Cominciamo da qui, dando per inteso che è quasi impossibile isolare una citazione compiuta nel magma ipnotico della prosa dello scrittore, percussiva e dilagante com’è, eppure sempre rigorosamente circostanziata: «Nella soffitta di Höller, in cui adesso mi ero trasferito con gli scritti di Roithamer, in gran parte relativi alla costruzione del cono, dovetti convenire che occuparmi di Roithamer e delle sue opere postume dopo la mia lunga malattia era addirittura una terapia ideale, sentivo proprio che questo lavoro era l’ideale». Si aggiungerà solo che quel cono – perfetto come lo sono le utopie, progettato per la sorella, «da lui amata come nessun altro», «in tre anni di ininterrotto lavoro intellettuale e costruito nei tre anni seguenti» al centro della foresta di Kobernaus serwald – era stato concepito da Roithamer proprio in quella soffitta, là dove ora si trovavano tutti i suoi documenti. Come si vede, sono tre i personaggi fondamentali sui quali Bernhard concentra la sua narrazione: l’anonimo narratore, che, guarito, ritorna in Austria per dedicarsi agli scritti del suo amico d’infanzia Roithamer, suicida poco dopo la morte della sorella; Höller, un imbalsamatore figlio di imbalsamatore; e infine Roithamer, docente di scienze naturali a Cambridge proprio come Ludwig Wittgenstein, cui il personaggio sembra ispirato. Figura centrale, per Bernhard, quella del filosofo viennese, come testimonia del resto il romanzo Il nipote di Wittgenstein. Un’amicizia (1982), là dove l’amicizia in questione è quella con Paul Wittgenstein. Occorrerà aggiungere che il romanzo è diviso in due parti: La soffitta di Höller, appunto, ed Esaminare e riordinare.

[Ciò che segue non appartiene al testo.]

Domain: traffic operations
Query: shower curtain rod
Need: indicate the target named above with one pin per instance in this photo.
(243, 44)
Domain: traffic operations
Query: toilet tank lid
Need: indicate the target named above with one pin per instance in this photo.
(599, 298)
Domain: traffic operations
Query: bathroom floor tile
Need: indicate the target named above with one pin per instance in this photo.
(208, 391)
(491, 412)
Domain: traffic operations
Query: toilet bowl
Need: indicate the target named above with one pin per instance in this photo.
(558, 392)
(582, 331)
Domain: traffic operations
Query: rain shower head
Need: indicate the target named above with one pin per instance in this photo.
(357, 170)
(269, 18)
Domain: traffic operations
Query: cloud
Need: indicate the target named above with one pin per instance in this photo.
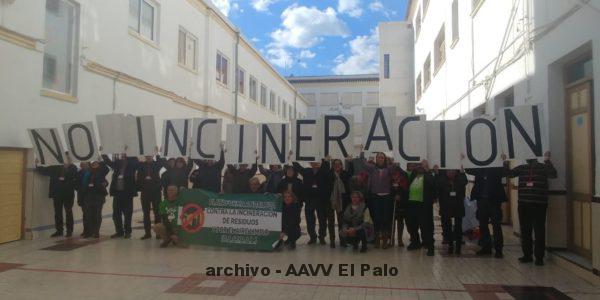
(226, 6)
(307, 54)
(279, 57)
(363, 58)
(304, 27)
(350, 7)
(262, 5)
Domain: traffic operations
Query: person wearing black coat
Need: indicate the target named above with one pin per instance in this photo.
(290, 219)
(292, 183)
(274, 175)
(451, 187)
(63, 181)
(339, 179)
(489, 193)
(122, 188)
(316, 192)
(83, 168)
(93, 185)
(421, 195)
(208, 174)
(149, 184)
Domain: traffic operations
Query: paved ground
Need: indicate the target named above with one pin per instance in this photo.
(134, 269)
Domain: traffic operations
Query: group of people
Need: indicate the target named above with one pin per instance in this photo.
(370, 201)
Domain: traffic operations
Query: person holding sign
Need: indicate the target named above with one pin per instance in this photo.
(421, 195)
(316, 191)
(122, 188)
(533, 204)
(290, 219)
(489, 193)
(63, 180)
(380, 186)
(451, 186)
(148, 182)
(93, 185)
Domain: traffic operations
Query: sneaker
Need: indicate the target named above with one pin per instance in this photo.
(116, 235)
(525, 259)
(430, 251)
(413, 246)
(483, 252)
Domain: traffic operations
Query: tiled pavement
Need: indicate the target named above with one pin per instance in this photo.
(134, 269)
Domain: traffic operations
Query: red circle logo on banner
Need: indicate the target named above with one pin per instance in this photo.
(192, 218)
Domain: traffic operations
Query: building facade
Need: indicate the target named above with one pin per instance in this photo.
(475, 57)
(68, 60)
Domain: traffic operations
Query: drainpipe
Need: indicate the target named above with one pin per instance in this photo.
(236, 76)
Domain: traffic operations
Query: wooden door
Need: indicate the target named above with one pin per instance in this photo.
(579, 110)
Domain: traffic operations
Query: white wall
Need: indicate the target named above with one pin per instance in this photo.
(105, 40)
(396, 39)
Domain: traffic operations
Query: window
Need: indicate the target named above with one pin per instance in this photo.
(386, 66)
(440, 49)
(418, 87)
(272, 101)
(143, 18)
(253, 88)
(60, 54)
(222, 67)
(427, 72)
(241, 81)
(455, 28)
(263, 95)
(188, 45)
(476, 4)
(417, 25)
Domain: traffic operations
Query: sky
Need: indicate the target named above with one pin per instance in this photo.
(315, 37)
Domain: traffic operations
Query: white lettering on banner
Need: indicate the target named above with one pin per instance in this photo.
(242, 218)
(518, 132)
(241, 143)
(443, 144)
(175, 137)
(480, 145)
(207, 138)
(140, 135)
(81, 141)
(305, 140)
(410, 139)
(48, 146)
(110, 130)
(377, 128)
(338, 138)
(274, 144)
(521, 134)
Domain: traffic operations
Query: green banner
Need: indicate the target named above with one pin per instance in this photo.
(241, 221)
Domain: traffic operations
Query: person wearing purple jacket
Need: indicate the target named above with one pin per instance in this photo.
(382, 203)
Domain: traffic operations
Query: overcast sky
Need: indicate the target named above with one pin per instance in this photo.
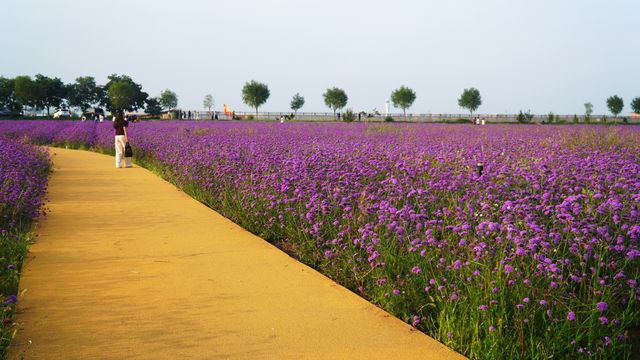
(542, 55)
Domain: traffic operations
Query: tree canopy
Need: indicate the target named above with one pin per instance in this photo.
(403, 98)
(26, 91)
(168, 99)
(7, 95)
(208, 101)
(335, 98)
(635, 105)
(615, 105)
(255, 94)
(588, 109)
(470, 100)
(297, 102)
(84, 92)
(124, 94)
(51, 92)
(153, 106)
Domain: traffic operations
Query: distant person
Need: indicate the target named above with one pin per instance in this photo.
(120, 124)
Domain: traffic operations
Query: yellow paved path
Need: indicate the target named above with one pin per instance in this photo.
(128, 267)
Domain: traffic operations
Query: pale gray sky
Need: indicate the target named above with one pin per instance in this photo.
(542, 55)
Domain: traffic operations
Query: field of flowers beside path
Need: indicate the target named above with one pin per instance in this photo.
(503, 242)
(126, 266)
(24, 170)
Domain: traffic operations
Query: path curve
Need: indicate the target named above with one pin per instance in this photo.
(126, 266)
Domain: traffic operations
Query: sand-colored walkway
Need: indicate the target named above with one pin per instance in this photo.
(128, 267)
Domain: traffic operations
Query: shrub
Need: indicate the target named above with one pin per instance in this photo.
(524, 117)
(348, 116)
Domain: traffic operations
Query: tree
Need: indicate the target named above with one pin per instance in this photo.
(83, 93)
(335, 98)
(122, 93)
(7, 95)
(255, 94)
(208, 102)
(51, 92)
(297, 102)
(470, 100)
(168, 99)
(25, 90)
(635, 105)
(615, 105)
(588, 109)
(153, 106)
(403, 98)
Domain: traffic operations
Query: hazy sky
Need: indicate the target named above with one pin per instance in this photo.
(542, 55)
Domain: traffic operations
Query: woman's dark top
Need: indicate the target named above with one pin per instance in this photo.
(119, 125)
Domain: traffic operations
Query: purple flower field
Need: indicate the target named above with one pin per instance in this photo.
(537, 257)
(24, 170)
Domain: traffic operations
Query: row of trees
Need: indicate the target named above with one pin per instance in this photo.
(121, 92)
(255, 94)
(42, 92)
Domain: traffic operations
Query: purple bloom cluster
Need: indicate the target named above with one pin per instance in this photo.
(544, 245)
(24, 170)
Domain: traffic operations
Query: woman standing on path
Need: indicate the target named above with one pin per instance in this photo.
(120, 124)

L’orizzonte della scrittura di Bernhard si apre sin da subito a quella glaciazione antropologica che ritroviamo già allusa nel titolo del suo stupefacente romanzo d’esordio, Gelo (1963), imperniato sulla figura psicotica del pittore Strauch e ambientato in un paesaggio cupo e desolato da finis terrae. Una glaciazione che, mentre si pone in una prospettiva di stremato realismo, sul baratro d’un arreso e disperato nichilismo, si prova però a riconfigurare il dato nudamente refertuale in direzione – dopo Kafka, Eliot e Caproni – del simbolo. Il titolo stesso del romanzo, Correzione, ha a che fare con l’aspirazione alla perfezione di Roithamer, col desiderio di concentrazione assoluta, con l’ossessione di emendare di continuo il proprio testo. Si tratta d’una sontuosa logomachia in cui il pensiero, pur consapevole della sua inanità, continua a sfidare una realtà sempre sovrastante. Non sfuggirà il fatto cha l’«insonnia » affligga i personaggi. Fatto inquietante (e assai emblematico), se è vero che proprio «di notte tutto è mostruoso». Ecco il punto: «Per quanto un fatto sia insignificante, di notte è mostruoso».